Made of thinly beaten gold sheet with hammering and open work, its intricate design is made of swirls and curvilinear motifs as well as “ realistic human features.”
It uses repoussage, the process of hammering thin metal from the reverse side to create a design in low relief, and chasing or embossing in which the metal is hammered from the outside.
Other death masks
The Oton Death Mask is one among the several gold masks found in precolonial graves and most of ancient gold artefacts found in the country are associated with burial sites. The National Museum has three sets of gold death masks from Oton, Cebu City, and Butuan.
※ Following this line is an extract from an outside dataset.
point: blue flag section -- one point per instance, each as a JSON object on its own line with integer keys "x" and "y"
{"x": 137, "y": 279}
In Cebu City’s La Independencia site, another set of gold mask was discovered in 2007. It is much more simple in design compared with the one in Oton. However, it has three parts: an eye cover, a nose cover, and a mouth cover.
It must be noted that gold orifice covers (for the nose and mouth) are unique to coastal China, Taiwan, and Island Southeast Asia.
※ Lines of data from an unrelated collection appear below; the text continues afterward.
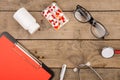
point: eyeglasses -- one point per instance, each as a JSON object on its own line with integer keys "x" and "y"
{"x": 97, "y": 29}
{"x": 86, "y": 65}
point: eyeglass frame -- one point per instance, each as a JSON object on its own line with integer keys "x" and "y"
{"x": 92, "y": 21}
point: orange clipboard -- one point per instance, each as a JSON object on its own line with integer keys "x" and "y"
{"x": 16, "y": 63}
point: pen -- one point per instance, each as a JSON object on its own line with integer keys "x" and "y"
{"x": 63, "y": 71}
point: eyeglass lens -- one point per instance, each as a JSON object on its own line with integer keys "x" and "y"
{"x": 82, "y": 15}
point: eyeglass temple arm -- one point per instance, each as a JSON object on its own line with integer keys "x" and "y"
{"x": 95, "y": 72}
{"x": 81, "y": 11}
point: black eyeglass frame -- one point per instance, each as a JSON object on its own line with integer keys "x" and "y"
{"x": 92, "y": 21}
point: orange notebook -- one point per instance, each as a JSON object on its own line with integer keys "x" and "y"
{"x": 16, "y": 63}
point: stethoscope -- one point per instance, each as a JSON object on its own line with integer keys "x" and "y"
{"x": 108, "y": 52}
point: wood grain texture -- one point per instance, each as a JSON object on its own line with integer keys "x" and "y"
{"x": 87, "y": 74}
{"x": 72, "y": 30}
{"x": 66, "y": 5}
{"x": 54, "y": 53}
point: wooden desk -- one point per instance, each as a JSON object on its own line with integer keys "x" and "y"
{"x": 72, "y": 44}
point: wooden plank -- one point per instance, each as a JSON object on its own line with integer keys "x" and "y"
{"x": 66, "y": 5}
{"x": 72, "y": 30}
{"x": 72, "y": 52}
{"x": 85, "y": 74}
Archaeologists say the Cebu gold mask belonged to a person of status, either a chieftain or a head of tribe based on its burial style. The remains were found inside a large ceramic container with the gold mask and a gold dagger.
Ritual and function
Reasons for using gold death masks vary: to prevent evil spirits who are afraid of gold’s brightness from entering the dead body, to guide the newly departed into the ranks of their ancestors; or to protect them from “the profane eyes of the living.”
Gold death masks have been found in other parts of Southeast Asia, such as Indonesia, notably in Bali and Java, in Sarawak, Malaysia and South India. In Makassar, South Sulawesi, gold foil genital and vulva covers have also been found.
Early burial sites
Gold artefacts, mostly ornaments such as rings, chains, pendants, necklaces, and earrings had been recovered in archaeologically excavated burial sites in Central Visayas — Panay, Cebu, Samar, Leyte, Negros and Bohol. Aside from gold, the burial goods usually consisted of ceramics jars, stoneware, and earthenware from Vietnam, Thailand, and China. These burial assemblage also included iron, brass, and copper implements as well as shell ornaments and glass and stone beads, among the most common ornaments found in burial sites.
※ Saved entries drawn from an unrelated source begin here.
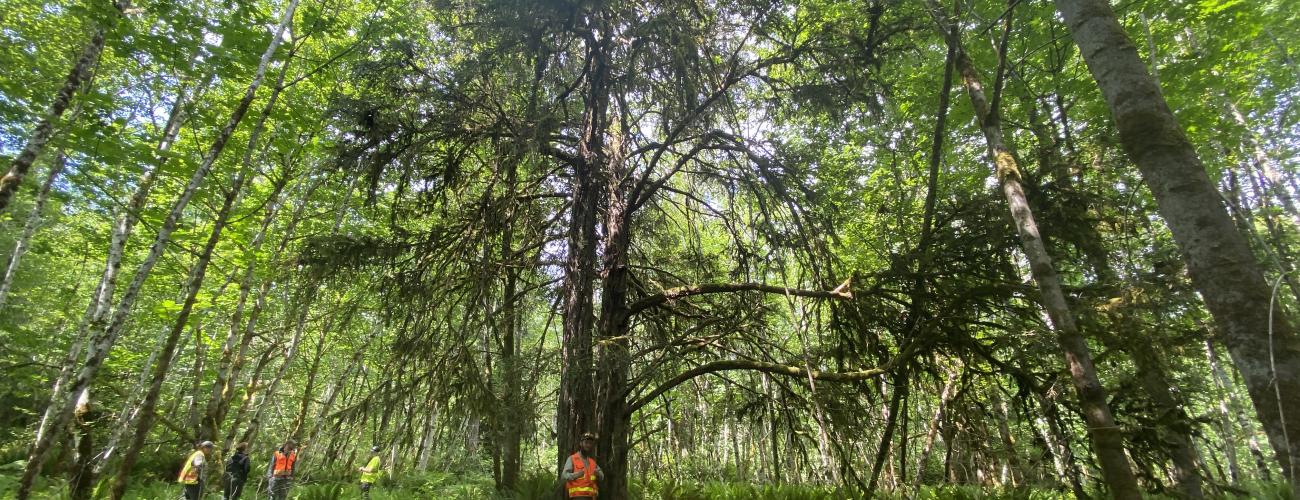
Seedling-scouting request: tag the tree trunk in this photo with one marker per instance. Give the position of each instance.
(164, 362)
(44, 130)
(102, 298)
(923, 460)
(575, 408)
(1225, 272)
(1174, 422)
(30, 226)
(1106, 439)
(104, 340)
How did the early Visayans view dying and death? Long before the introduction of Islam and Christianity in the archipelago, the Visayans worshipped nature spirits embodied in celestial bodies and flowing waters, gods of particular localities called diwata, and the spirits of their own ancestors (umalagad). An offering of heirloom wealth or bahandi,in the form of gold and porcelain, in the grave is accompanied by a chant, “May this bahandi accompany our father.” Even in the afterlife, gold seemed to be a marker of wealth and status.
Burying the dead with utmost care is one of the main responsibilities of the living to ensure that the dead is sent satisfied to the next world.
The soul of a Visayan is said to go to a place called sayar where a deity rules. His primary duty is to announce to all the relatives the death of a person, writes the Jesuit priest Ignacio Alcina in his book, La Historia de las Islas y Indios de Visayas (1668). People believed that if they depart rich, they will be well received in the other world.
The historian W. H. Scott described that the Visayans adorned their chiefs and nobles with gold death masks and eye covers. He also noted that the departing dead was delivered to the land of the dead called Saad or Sulad, by boat. On the opposite shore, the soul (kalag) of the dead would be met by his dead relatives, who would only accept him if he was “well ornamented by gold jewelry.”